PCA Distance

See the tutorial for a description of Principal Component Analysis (PCA).

We define the PCA distance as the L2 distance between the normalized eigenvalues of two spectral-line data cubes:

\[d_{\mathrm{PCA}} = \left|\left|\lambda_{1}' - \lambda_{2}'\right|\right|\]

The normalized eigenvalues are \(\lambda_{i} / \sum_i \lambda_{i}\).

More information on the distance metric definitions can be found in Koch et al. 2017.

Using

The data in this tutorial are available here.

We need to import the PCA_Distance class, along with a few other common packages:

>>> from turbustat.statistics import PCA_Distance
>>> from astropy.io import fits
>>> import matplotlib.pyplot as plt

PCA_Distance takes two data cubes as input:

>>> cube = fits.open("Design4_flatrho_0021_00_radmc.fits")[0]  # doctest: +SKIP
>>> cube_fid = fits.open("Fiducial0_flatrho_0021_00_radmc.fits")[0]  # doctest: +SKIP
>>> pca = PCA_Distance(cube_fid, cube, n_eigs=50, mean_sub=True)  # doctest: +SKIP

There are two additional keywords that set the number of eigenvalues to include in the distance calculation (n_eigs), and whether to subtract the mean from each spectral channel (mean_sub).
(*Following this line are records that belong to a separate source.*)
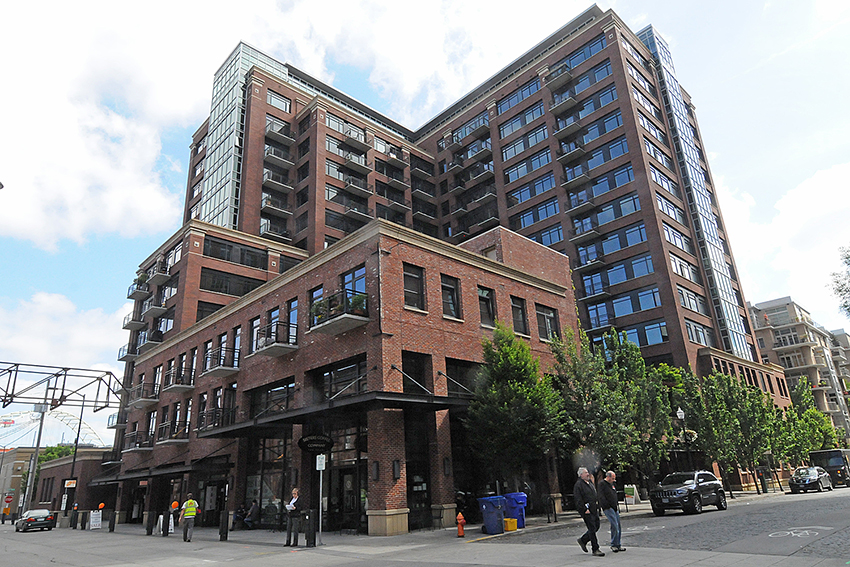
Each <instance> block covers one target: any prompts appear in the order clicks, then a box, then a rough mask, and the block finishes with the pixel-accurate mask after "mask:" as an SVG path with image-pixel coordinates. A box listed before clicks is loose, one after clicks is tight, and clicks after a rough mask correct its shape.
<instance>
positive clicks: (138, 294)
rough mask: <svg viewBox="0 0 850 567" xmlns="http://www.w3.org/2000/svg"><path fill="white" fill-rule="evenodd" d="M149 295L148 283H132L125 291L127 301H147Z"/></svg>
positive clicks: (149, 295)
mask: <svg viewBox="0 0 850 567" xmlns="http://www.w3.org/2000/svg"><path fill="white" fill-rule="evenodd" d="M150 294H151V286H150V285H148V282H146V281H145V282H133V285H131V286H130V288H129V289H128V290H127V299H132V300H140V299H147V298H148V297H150Z"/></svg>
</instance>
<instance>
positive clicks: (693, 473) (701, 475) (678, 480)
mask: <svg viewBox="0 0 850 567" xmlns="http://www.w3.org/2000/svg"><path fill="white" fill-rule="evenodd" d="M649 502H650V504H652V511H653V512H654V513H655V515H656V516H663V515H664V512H666V511H667V510H669V509H671V508H676V509H681V510H682V511H683V512H685V513H686V514H699V513H700V512H702V507H703V506H704V505H708V504H714V505H715V506H717V509H718V510H725V509H726V493H725V492H724V491H723V485H722V484H721V483H720V481H719V480H717V477H716V476H714V475H713V474H711V473H710V472H708V471H696V472H680V473H672V474H668V475H667V476H665V477H664V479H663V480H662V481H661V484H660V485H659V486H656V487H655V488H653V489H652V491H651V492H650V493H649Z"/></svg>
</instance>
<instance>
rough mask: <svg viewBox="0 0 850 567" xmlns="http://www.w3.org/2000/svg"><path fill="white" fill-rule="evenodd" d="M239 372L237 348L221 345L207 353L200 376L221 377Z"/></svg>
mask: <svg viewBox="0 0 850 567" xmlns="http://www.w3.org/2000/svg"><path fill="white" fill-rule="evenodd" d="M236 372H239V349H238V348H230V347H221V348H217V349H214V350H212V351H210V352H208V353H207V355H206V357H205V358H204V371H203V372H201V376H214V377H222V376H229V375H231V374H235V373H236Z"/></svg>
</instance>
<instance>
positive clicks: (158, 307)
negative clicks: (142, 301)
mask: <svg viewBox="0 0 850 567" xmlns="http://www.w3.org/2000/svg"><path fill="white" fill-rule="evenodd" d="M166 311H168V308H167V307H166V306H165V302H164V301H163V300H162V299H159V298H158V297H149V298H147V299H146V300H145V302H144V303H143V304H142V315H141V317H142V318H143V319H144V318H145V317H154V318H156V317H161V316H163V315H165V312H166Z"/></svg>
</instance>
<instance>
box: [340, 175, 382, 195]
mask: <svg viewBox="0 0 850 567" xmlns="http://www.w3.org/2000/svg"><path fill="white" fill-rule="evenodd" d="M343 182H344V183H345V190H346V191H348V192H349V193H351V194H353V195H359V196H360V197H367V198H368V197H371V196H372V194H373V193H374V192H375V191H374V189H373V188H372V186H371V185H369V184H368V183H367V182H366V180H365V179H361V178H360V177H354V176H351V175H349V176H347V177H345V178H344V179H343Z"/></svg>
To calculate the distance between the eigenvalues:

>>> pca.distance_metric(verbose=True)  # doctest: +SKIP
Proportions of total variance: 1 - 1.000, 2 - 1.000
../../_images/pca_distmet.png

This prints out what fraction of the total variance is included in the eigenvalue vectors for each data cube. The image shows the covariance matrix for each data cube in the first row and a bar chart of the eigenvalues in the second row.

And the distance is:

>>> pca.distance  # doctest: +SKIP
0.07211706060387167

Note that a comparison of the size-line width from PCA as a distance metric is not yet implemented.

A pre-computed PCA class can also be passed instead of a dataset. See the distance metric introduction.